Surprisingly, the game also features a multiplayer mode that offers some free-for-all deathmatch action, but it's not really fun and seems tacked on. I should just be grateful that it's in there in the first place.
It's hard to look past Red Dead Revolver's visuals, as it offers the same gritty experience and presentation as the old western movies do. Everything has a grainy film look to it, as well as a limited color palette limited to dirty browns and grays among other colors of course. The characters could look better and more detailed and they don't animate well all the time. There are a variety of baddies to shoot at ranging from midget circus clowns to dingy western gunslingers to Mexican soldiers. Environments are also presented well as you'll be taken through ghost towns, dirt roads, mountains, and cemeteries, in addition to the aforementioned saloon. What these levels have in detail and style, they unfortunately also lack in size as they feel more like a small arena than a spanning countryside.
Sound is also a mixed bag.

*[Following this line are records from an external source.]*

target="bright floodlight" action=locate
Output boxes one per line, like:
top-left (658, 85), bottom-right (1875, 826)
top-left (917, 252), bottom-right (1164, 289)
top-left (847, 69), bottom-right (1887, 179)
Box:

The music presented is excellent for a game in this genre, as it's composed by the same composer that wrote themes for other westerns namely, the theme to The Good, Bad, and the Ugly. Music ranges old tyme saloon piano music to Bonanza-esque western action scores. Musically, everything just fits. Voice acting for the main characters also passes, as all of the playable characters are voiced fairly well. Secondary characters range from mediocre to really bad. Shopkeepers sound wooden and baddies have a few recycled lines. It's also worth noting that the Mexican soldiers sound more like Cheech and Chong than loyal members of the Mexican army. Take that for what you will. All other sounds all have a “Hollyweird” feel to them, especially the ricochet of bullets which I've heard a thousand times in the old western movies. Once again, it all fits.
Red Dead Revolver is a solid game at heart that just lacks some polish. Once you get past the confusing and often painful to the wrist controls, you'll find a good weekend's worth of entertainment here. Add in the replay value of trying to score "excellent" on all of the levels to unlock new characters and multiplayer levels, and you have a good amount of casual game time here. While everyone is out there cranking out World War II shooters, it's good that someone is trying something new with a genre that hasn't been touched in a while.
I've honestly been looking forward to this game for the past two years; I was obviously setting myself up for disappointment with all the hype I fed myself. I was disappointed when Capcom canceled the game and overjoyed when Rockstar picked it up. I'm seriously happy that the game was released despite its flaws. It's a nice change of scenery and offers a story of revenge, and though it sounds a bit cliche, it's worth a try for anyone looking for a change of pace in their gaming diet.